Up against the BBC’s The Tourist in the New Year TV schedules, some had feared it wouldn’t even get a look-in, but within days of its initial broadcast, the government jumped up a gear, pledging new legislation to clear the victims en masse and improving the compensation settlement. Paula Vennells was also pressurised into giving up her CBE, awarded at the height of the scandal, for services to the Post Office.
As a campaign tool, no-one could have imagined a TV drama could have had so much of an impact, but as Nick Wallis – a journalist who’s been running with the story since its earliest days and written a definitive book about the scandal – observed, until now, there’ve been heart-wrenching injustices, but nothing for the public to look at.
Now, the public can see the uncaring brutality of the Post Office investigators, the shock on sub-postmistress Jo Hamilton’s (Monica Dolan) face when the numbers just change before her eyes, the calculated deceit of Vennell’s wing-woman, Angela Van Den Bogerd (Katherine Kelly) as she knowing lies to the faces of victims she meets, the crestfallen look of defeat on Alan Bates’ face when he doesn’t think anyone is going to turn up for his first group meeting, moments before the car-park fills up with victims as desperate for justice as he is.
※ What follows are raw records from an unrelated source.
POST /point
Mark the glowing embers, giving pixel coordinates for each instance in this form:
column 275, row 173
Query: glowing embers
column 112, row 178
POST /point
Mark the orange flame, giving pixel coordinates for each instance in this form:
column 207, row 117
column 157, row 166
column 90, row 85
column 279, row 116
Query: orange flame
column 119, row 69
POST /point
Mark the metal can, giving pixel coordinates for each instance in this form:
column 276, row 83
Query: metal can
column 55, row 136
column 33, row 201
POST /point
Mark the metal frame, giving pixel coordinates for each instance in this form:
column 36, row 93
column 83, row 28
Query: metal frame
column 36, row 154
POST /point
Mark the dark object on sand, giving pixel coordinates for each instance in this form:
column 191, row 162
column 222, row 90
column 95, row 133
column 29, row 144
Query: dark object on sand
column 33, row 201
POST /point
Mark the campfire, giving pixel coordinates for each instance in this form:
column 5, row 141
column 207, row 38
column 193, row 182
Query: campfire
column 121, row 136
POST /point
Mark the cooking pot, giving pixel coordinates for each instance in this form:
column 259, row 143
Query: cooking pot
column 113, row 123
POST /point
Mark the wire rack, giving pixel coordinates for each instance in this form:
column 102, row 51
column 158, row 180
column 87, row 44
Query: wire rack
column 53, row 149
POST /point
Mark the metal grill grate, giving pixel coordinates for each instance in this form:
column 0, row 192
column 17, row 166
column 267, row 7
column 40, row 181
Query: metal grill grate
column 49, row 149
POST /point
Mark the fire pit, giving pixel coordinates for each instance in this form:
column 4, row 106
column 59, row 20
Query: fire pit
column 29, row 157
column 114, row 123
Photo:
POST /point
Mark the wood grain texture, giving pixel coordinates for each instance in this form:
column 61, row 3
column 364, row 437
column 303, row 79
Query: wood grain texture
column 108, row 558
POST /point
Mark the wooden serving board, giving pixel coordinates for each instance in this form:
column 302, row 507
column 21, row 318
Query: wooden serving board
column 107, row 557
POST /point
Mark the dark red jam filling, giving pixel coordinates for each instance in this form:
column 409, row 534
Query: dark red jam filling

But while they hit the right dramatic notes, it’s moments like this where it feels more like a standard TV drama than a polemic designed to expose a scandal. The victims all turn up, in the nick of time, to save his dignity; all the Post Office staff scowl like pantomime villains; the plucky victims bake cup-cakes for visiting journalists. The script often feels clunky and while Toby Jones and Monica Dolan are at the top of their game, some of the smaller roles would feel more at home on a daytime soap than a primetime drama.
Had this been produced a few years further down the line, once all the Is have been dotted and the Ts crossed, it probably would have come and gone with little fanfare – but with the scandal still a raw sore on the skin of communities across the country, the this series has come down like a sledge-hammer.
Two weeks after its initial broadcast, it’s already being repeated – and there’s clearly enough new material for them to make another episode or two.